À Montréal, le litre d’ordinaire se vendait en moyenne 1,59 $ à la fin du mois de septembre. Hier, c’était 1,85 $ en moyenne, selon la Régie de l’énergie du Québec.


«Et en janvier, ce sera 2,30 $ le litre au Québec», prédit Dan McTeague, analyste du prix de l’essence qui s’intéresse au sujet depuis 1994.

Écoutez l'entrevue avec Dan McTeague, analyste du prix de l’essence et président du Canadians for Affordable Energy à l’émission de Yasmine Abdelfadel diffusée chaque jour en direct 14 h 15 via QUB radio :

Une «tempête parfaite»

C’est donc présentement le calme avant la proverbiale tempête.

«Et la tempête sera parfaite», ajoute le vieux routier du secteur, dont le site web se nomme «Le sorcier du gaz» (Gaz wizard), car il ne se trompe jamais dans ses prédictions.

L’OPEP+ a déjà commencé à réduire sa production d’au moins 1 million de barils par jour. La réserve stratégique des États-Unis, à son plus bas depuis 1982, devra être renflouée.

Et l’hiver s’en vient.

Le temps froid va mettre de la pression sur le prix du mazout, utilisé pour chauffer les édifices, et par extension sur celui du diesel, dont c’est un dérivé.

«Vous n’avez encore rien vu avec le prix du diesel», soutient Dan McTeague.

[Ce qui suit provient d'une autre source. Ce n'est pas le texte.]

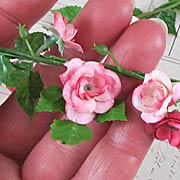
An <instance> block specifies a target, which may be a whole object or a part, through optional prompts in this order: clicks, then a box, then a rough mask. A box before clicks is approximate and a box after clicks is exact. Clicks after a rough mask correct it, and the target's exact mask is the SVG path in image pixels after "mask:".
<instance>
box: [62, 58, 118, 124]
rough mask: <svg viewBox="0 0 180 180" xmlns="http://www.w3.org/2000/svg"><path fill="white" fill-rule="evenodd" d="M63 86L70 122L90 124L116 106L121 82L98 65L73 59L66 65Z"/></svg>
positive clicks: (116, 74) (63, 97)
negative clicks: (98, 113)
mask: <svg viewBox="0 0 180 180" xmlns="http://www.w3.org/2000/svg"><path fill="white" fill-rule="evenodd" d="M64 65H65V66H66V67H67V70H66V72H65V73H63V74H62V75H60V76H59V77H60V80H61V82H62V84H63V98H64V99H65V101H66V105H65V111H66V116H67V118H68V119H69V120H71V121H74V122H77V123H78V124H88V123H89V122H90V121H92V120H93V119H94V117H95V115H96V113H99V114H102V113H105V112H106V111H108V110H109V109H110V108H111V107H112V106H113V105H114V99H115V98H116V97H117V95H118V94H119V93H120V90H121V82H120V79H119V77H118V76H117V74H115V73H114V72H112V71H111V70H108V69H105V68H104V66H103V65H102V64H101V63H98V62H93V61H90V62H84V61H82V60H81V59H78V58H74V59H72V60H70V61H69V62H66V63H64Z"/></svg>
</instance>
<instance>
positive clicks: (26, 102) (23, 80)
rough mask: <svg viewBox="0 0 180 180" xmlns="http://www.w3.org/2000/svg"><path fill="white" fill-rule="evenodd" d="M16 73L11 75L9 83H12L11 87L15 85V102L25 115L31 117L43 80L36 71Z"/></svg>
mask: <svg viewBox="0 0 180 180" xmlns="http://www.w3.org/2000/svg"><path fill="white" fill-rule="evenodd" d="M16 74H17V75H18V76H17V77H13V78H14V79H13V78H12V79H11V80H12V82H11V83H13V84H14V86H12V87H16V99H17V102H18V103H19V104H20V106H21V107H22V109H23V110H24V111H25V112H26V113H27V115H28V116H29V117H30V118H32V116H33V114H34V112H35V106H36V104H37V99H38V98H39V97H40V92H41V91H42V89H43V82H42V81H41V78H40V75H39V73H38V72H32V71H24V72H16Z"/></svg>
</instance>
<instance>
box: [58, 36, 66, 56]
mask: <svg viewBox="0 0 180 180" xmlns="http://www.w3.org/2000/svg"><path fill="white" fill-rule="evenodd" d="M56 44H57V45H58V51H59V52H60V53H61V55H62V56H63V52H64V42H63V41H62V39H61V38H59V39H58V40H57V41H56Z"/></svg>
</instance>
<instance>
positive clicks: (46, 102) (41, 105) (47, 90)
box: [36, 86, 65, 113]
mask: <svg viewBox="0 0 180 180" xmlns="http://www.w3.org/2000/svg"><path fill="white" fill-rule="evenodd" d="M64 107H65V101H64V99H63V98H62V90H61V88H59V87H57V86H50V87H48V88H47V89H44V90H43V91H42V92H41V95H40V99H39V102H38V105H37V106H36V111H38V112H61V113H65V110H64Z"/></svg>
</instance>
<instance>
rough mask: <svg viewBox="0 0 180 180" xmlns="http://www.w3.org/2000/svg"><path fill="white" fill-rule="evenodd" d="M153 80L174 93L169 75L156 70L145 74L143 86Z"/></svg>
mask: <svg viewBox="0 0 180 180" xmlns="http://www.w3.org/2000/svg"><path fill="white" fill-rule="evenodd" d="M151 79H152V80H156V81H159V82H161V83H162V84H164V85H165V86H166V88H167V89H168V90H169V91H170V92H172V83H171V80H170V78H169V77H168V75H167V74H165V73H164V72H162V71H159V70H154V71H152V72H151V73H147V74H145V77H144V82H143V84H145V83H148V82H149V81H150V80H151Z"/></svg>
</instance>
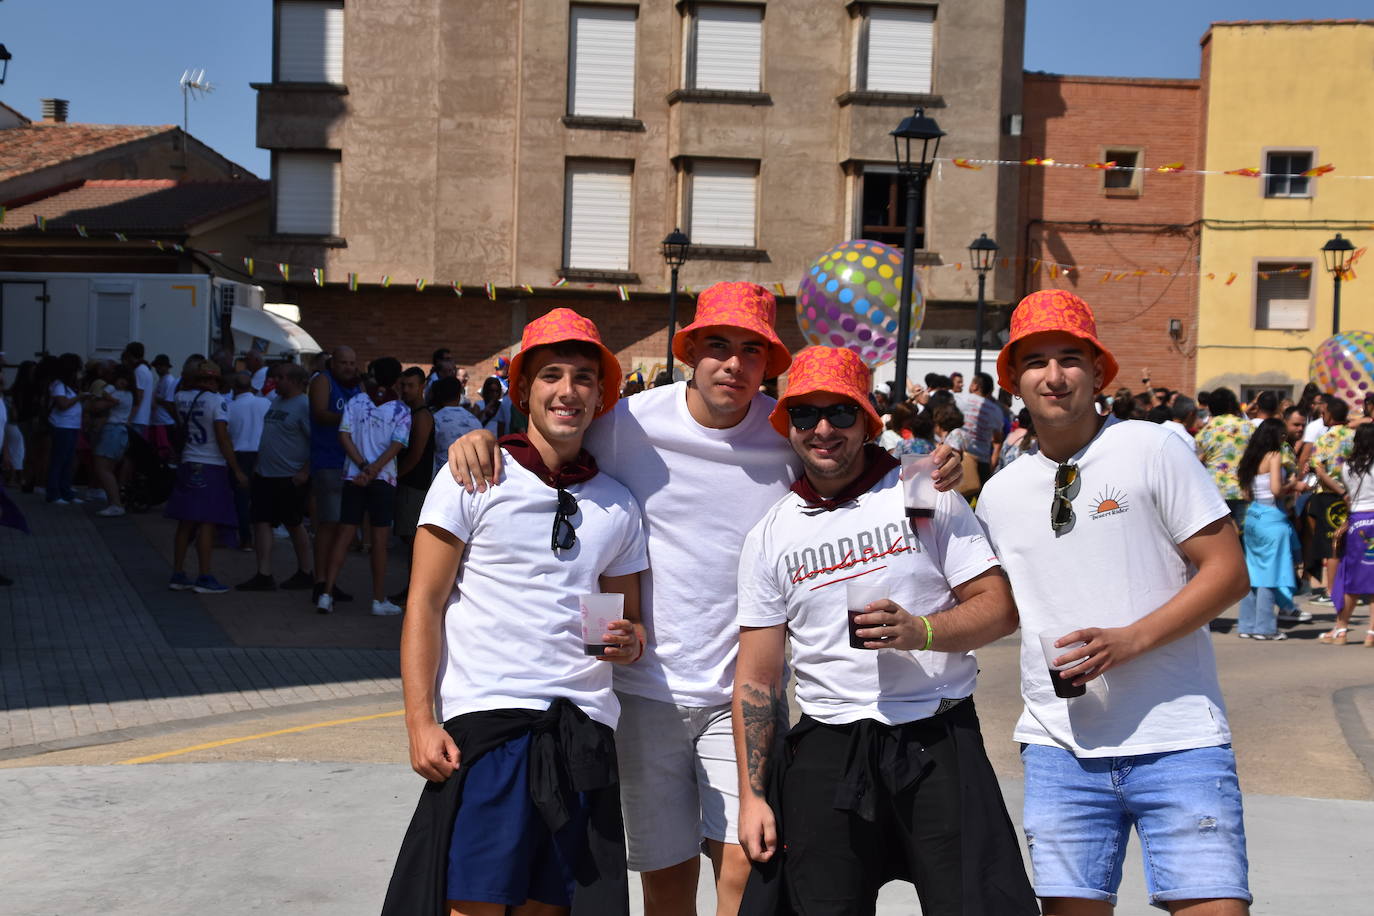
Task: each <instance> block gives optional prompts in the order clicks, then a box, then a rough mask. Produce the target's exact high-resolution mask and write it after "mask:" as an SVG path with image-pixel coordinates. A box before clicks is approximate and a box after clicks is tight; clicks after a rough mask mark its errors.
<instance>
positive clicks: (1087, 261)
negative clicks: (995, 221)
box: [1003, 73, 1202, 393]
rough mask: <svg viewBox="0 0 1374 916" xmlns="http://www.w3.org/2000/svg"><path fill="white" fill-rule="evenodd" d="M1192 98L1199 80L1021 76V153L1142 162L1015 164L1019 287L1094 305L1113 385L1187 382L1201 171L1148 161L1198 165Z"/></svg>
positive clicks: (1192, 333)
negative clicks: (1018, 167)
mask: <svg viewBox="0 0 1374 916" xmlns="http://www.w3.org/2000/svg"><path fill="white" fill-rule="evenodd" d="M1200 95H1201V93H1200V82H1198V81H1197V80H1153V78H1114V77H1072V76H1057V74H1044V73H1028V74H1026V76H1025V122H1024V135H1022V157H1024V158H1031V157H1039V158H1044V157H1050V158H1054V159H1057V161H1059V162H1073V163H1092V162H1107V161H1116V162H1117V165H1120V166H1124V165H1127V163H1131V165H1134V166H1136V168H1139V169H1145V170H1143V172H1118V170H1110V172H1109V170H1099V169H1055V168H1025V169H1022V181H1021V221H1020V225H1021V239H1020V250H1021V254H1022V261H1021V264H1020V269H1021V275H1020V287H1021V291H1022V294H1025V293H1032V291H1035V290H1040V288H1055V287H1058V288H1065V290H1070V291H1073V293H1076V294H1079V295H1081V297H1083V298H1084V299H1087V302H1088V304H1090V305H1092V309H1094V312H1095V313H1096V319H1098V330H1099V332H1101V335H1102V338H1103V342H1105V343H1107V346H1110V347H1112V352H1113V353H1114V354H1116V357H1117V360H1118V361H1120V364H1121V375H1120V376H1118V380H1117V382H1114V383H1113V386H1112V387H1113V389H1116V387H1117V386H1125V387H1129V389H1132V390H1139V389H1140V387H1142V383H1140V379H1142V376H1145V375H1149V376H1150V385H1151V386H1156V387H1157V386H1165V387H1171V389H1180V390H1183V391H1189V393H1191V391H1193V389H1194V386H1195V347H1197V334H1195V328H1197V302H1198V277H1197V264H1198V239H1200V217H1201V202H1202V179H1201V176H1195V174H1187V173H1179V174H1172V173H1160V172H1154V169H1158V168H1160V166H1162V165H1167V163H1178V162H1182V163H1184V166H1186V168H1189V169H1195V168H1200V166H1201V157H1202V111H1201V100H1200ZM1009 247H1010V246H1003V249H1004V250H1006V249H1009ZM1037 261H1039V262H1041V264H1040V265H1039V269H1037ZM1051 265H1068V266H1070V268H1072V269H1069V271H1065V269H1063V266H1051ZM1109 273H1110V275H1112V279H1106V280H1105V279H1103V277H1106V276H1107V275H1109ZM1123 273H1127V275H1128V276H1125V277H1124V279H1123V277H1121V275H1123ZM1172 321H1178V327H1176V328H1175V330H1172V331H1171V323H1172Z"/></svg>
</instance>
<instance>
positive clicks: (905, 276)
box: [892, 108, 944, 401]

En raison de la forte demande, il prédit qu’il montera jusqu’à 3 $ le litre d’ici le mois de mars.

Le diesel est actuellement vendu 2,61 $ le litre en moyenne à Montréal.

Écoutez le segment économique d'Yves Daoust diffusé chaque jour en direct 9 h 35 via QUB radio :

Nombreux facteurs

De nombreux facteurs économiques et géopolitiques expliquent les chamboulements dans le secteur du pétrole, soutient pour sa part Yvan Cliche, chercheur en énergie au Centre d’études et de recherches internationales de l’Université de Montréal (CÉRIUM).

Oui, les pays de l’OPEP+, notamment l’Arabie saoudite et la Russie, vont réduire leur approvisionnement sur le marché dans le but de faire monter les prix.

«Ils veulent éviter une situation comme en 2008, où le prix du baril était passé de 100 $ à 40 $ en quelques mois», explique le chercheur.

Comme les pays membres de l’OPEP+ craignent une récession mondiale, ils ont aussi la volonté de ne pas se retrouver en surproduction, comme cela a été le cas en 2020, au début de la pandémie.

À ce moment, les prix du baril de pétrole ont plongé dans le négatif, une première.

Volonté d’embêter Biden

Sinon, il y a aussi le fait que l’embargo de l’Europe sur le pétrole russe va entrer en vigueur le 5 décembre.

«L’OPEP+ réplique en retirant du pétrole sur le marché, pour impacter à la hausse les achats de pétrole des Occidentaux», avance M. Cliche.

Pour le chercheur, il est raisonnable de penser que le «timing» de ce geste n’est pas anodin, puisque les élections de mi-mandat se tiennent aux États-Unis dans moins d’une semaine.

«Ils veulent embêter le président Biden, qui a des relations tièdes avec le régime russe», dit l’expert, qui ajoute que la popularité d’un président, et de son parti par extension, est souvent liée au prix de l’essence à la pompe.